Philippine Supreme Court Jurisprudence


Philippine Supreme Court Jurisprudence > Year 1943 > January 1943 Decisions > G.R. No. 48817 January 22, 1943 - JUANA YAP DAES, ET AL. v. WE KO

074 Phil 82:




PHILIPPINE SUPREME COURT DECISIONS

EN BANC

[G.R. No. 48817. January 22, 1943.]

JUANA YAP DAES ET AL., Petitioners, v. WE KO (alias KUA), Respondent.

Antonio C. Bengson and Jesus P. Morfe, for Petitioners.
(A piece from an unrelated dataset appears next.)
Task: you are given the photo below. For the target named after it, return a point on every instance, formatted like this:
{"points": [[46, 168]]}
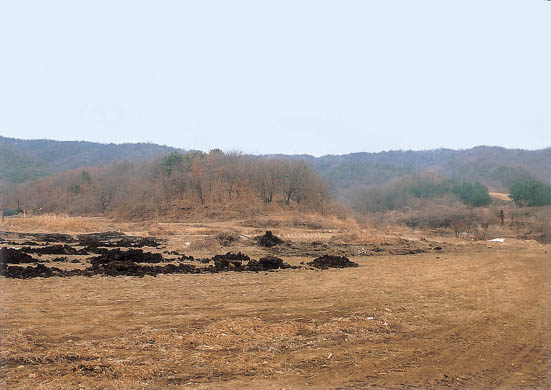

Antonio Barredo y Padagas and Jose Lesaca for Respondent.

SYLLABUS


ACT NO. 1874 (EMPLOYERS’ LIABILITY ACT); EMPLOYMENT MAY BE TEMPORARY OR OCCASIONAL AND NEED NOT BE MORE OR LESS PERMANENT. — Act No. 1874 does not require that the work should be more or less permanent. It is enough that the laborer is engaged to do any job for another person. The temporary or occasional character of the work is immaterial, for two reasons: In the first place, Act No. 1874 uses the term "employee" without any distinction between occasional or permanent employees. Ubi lex non distinguit, nec nos distinguere debemus. It is significant that while the Workmen’s Compensation Act (No. 3428) specifically excludes purely casual employment, Act No. 1874 on the other hand does not. It is thus plain that Act No. 1874 which applies only to mishaps in small industries and other activities in which the gross annual income is less than P20,000, is intended to safeguard all laborers, regardless of the duration or character of their employment. Finespun distinctions would fritter away the salutary substance of this law. And, in the second place, Act No. 1874 being remedial legislation, envisaged to protect laborers, its scope must not be so limited as to defeat this paramount objective, unless its terms clearly warrant such restrictive interpretation.


D E C I S I O N


BOCOBO, J.:


The petitioners, who are respectively the widow and children of Pedro Basa, brought an action under Act No. 1874 for damages in the amount of P2,000 for the death of said Basa while working for the Respondent.

It appears that the respondent was having some repairs done on his house. He engaged Basa to take from the river to his residence four logs which were needed, at a compensation of P1.20 per log. The deceased engaged three persons to help -him. They succeeded in loading three of the logs on carts furnished by the respondent, but as they were trying to load the fourth log, it slipped down, and hit Basa, killing him.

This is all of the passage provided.